Hamadi Jebali, who is Secretary General of Ennahda, Tunisia’s main Islamist party, was in Oxford this evening to give a talk on ‘The Democratic Transition in Tunisia: The Experience of Power’. It was a privilege to hear about Tunisia’s recent history – both the highs and the lows – from someone who has played a central part.
Jebali served as the first elected Prime Minister of his country from December of 2011 until February of this year, when he resigned in protest over the failure of his attempt to establish a non-partisan cabinet during the troubled weeks after the assassination of Shokri Belaid on 6 February.
Speaking to a multi-cultural audience of students, academics, and alumni, Jebali offered a flying survey of the history of Tunisia. One of the surprises was his emphasis on how the intellectual formation of Tunisia’s political class in French universities has shaped debates over the freedom of conscience. Flashing his famous smile, he pointed out that Tunisia’s revolution has so far been incomparably less painful than France’s two centuries ago. The French passion for secularism (‘laicité’) is deeply rooted in the imagination of Tunisian intellectuals, he suggested, although it carries with it a complicated legacy in the Tunisian context, since it was associated with the Bourguiba regime’s repression of religious freedom.

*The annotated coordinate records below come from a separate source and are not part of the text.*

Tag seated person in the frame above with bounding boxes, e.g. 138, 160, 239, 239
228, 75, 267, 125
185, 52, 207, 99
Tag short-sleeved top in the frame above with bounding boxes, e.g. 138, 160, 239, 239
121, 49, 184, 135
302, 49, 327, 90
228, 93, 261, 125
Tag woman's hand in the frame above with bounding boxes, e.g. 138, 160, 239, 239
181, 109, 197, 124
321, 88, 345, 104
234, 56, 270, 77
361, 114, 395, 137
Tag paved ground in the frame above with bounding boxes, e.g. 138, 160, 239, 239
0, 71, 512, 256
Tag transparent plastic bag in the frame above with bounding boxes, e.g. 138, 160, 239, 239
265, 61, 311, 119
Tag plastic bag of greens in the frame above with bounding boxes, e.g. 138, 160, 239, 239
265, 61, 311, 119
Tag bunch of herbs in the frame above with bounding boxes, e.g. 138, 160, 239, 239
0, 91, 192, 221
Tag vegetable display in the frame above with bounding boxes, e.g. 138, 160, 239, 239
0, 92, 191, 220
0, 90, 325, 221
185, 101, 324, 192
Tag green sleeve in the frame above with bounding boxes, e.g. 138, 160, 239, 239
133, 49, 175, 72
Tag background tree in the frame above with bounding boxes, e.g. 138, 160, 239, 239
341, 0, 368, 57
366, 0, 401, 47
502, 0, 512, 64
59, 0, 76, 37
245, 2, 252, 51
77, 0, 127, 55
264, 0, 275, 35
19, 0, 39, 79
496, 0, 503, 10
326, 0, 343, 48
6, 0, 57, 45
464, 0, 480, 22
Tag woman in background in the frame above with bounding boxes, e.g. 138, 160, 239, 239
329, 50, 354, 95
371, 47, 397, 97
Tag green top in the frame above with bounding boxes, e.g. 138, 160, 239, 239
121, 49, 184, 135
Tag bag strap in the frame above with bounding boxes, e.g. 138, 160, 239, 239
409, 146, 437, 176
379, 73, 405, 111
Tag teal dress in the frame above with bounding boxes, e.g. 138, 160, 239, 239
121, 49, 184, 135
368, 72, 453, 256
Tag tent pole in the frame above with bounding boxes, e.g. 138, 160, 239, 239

Jebali spoke persuasively of his desire to preserve a distinctively Tunisian legacy of moderate Islam. He spoke of the increasingly polarized political situation, and of the disturbing momentum of far-right religious radicals, who he suggested represent largely non-Tunisian interests. Challenged by a member of the audience to explain why his own Ennahda party has not argued more successfully for the principle of diversity and religious freedom, he spoke of his own personal commitment to freedom of the press and freedom of conscience, and of his long imprisonment by the Ben Ali government, which began over this issue in 1990 when as editor of the newspaper Al Fajr (Dawn) he published an article critical of the regime’s military courts.
Hamadi Jebali has been praised as the face of moderate Islam in a country whose ability to protect the legacy of its revolution is now under threat. (See Radia Hennesy, Tunisia’s Theocratic Temptation, on the urgency – and difficulty – of protecting the revolution’s pluralistic spirit.) What Tunisia needs now is to find and support a charismatic champion of moderate Islam – someone who can argue convincingly that the real spirit of Islam resides in dialogue and mutual respect. If this can be achieved, there is still a chance of showing the world that Islam can serve as the basis for a pluralistic civil society.
Jebali seems to be looking for a chance to play the part. In Oxford, he spoke firmly of Tunisia as a society that can only be true to its multi-cultural past by following such a path. As he put it, ‘Tunisia is, by its very nature, a country of pluralism.’ Standing in front of a map in a crowded college library and explaining how Berber and Phoenician trad routes had given way to Roman and then Fatimid empires, it seemed clear that if Jebali retires from politics he has a future as a professor.
But not yet. Jebali’s next stop is London, where he will be meeting with City-based Tunisian business leaders, and it is rumoured that at least one reason for the visit is to sort out support for a presidential campaign. If this evening’s talk was anything to go by, he may have a future as a president instead.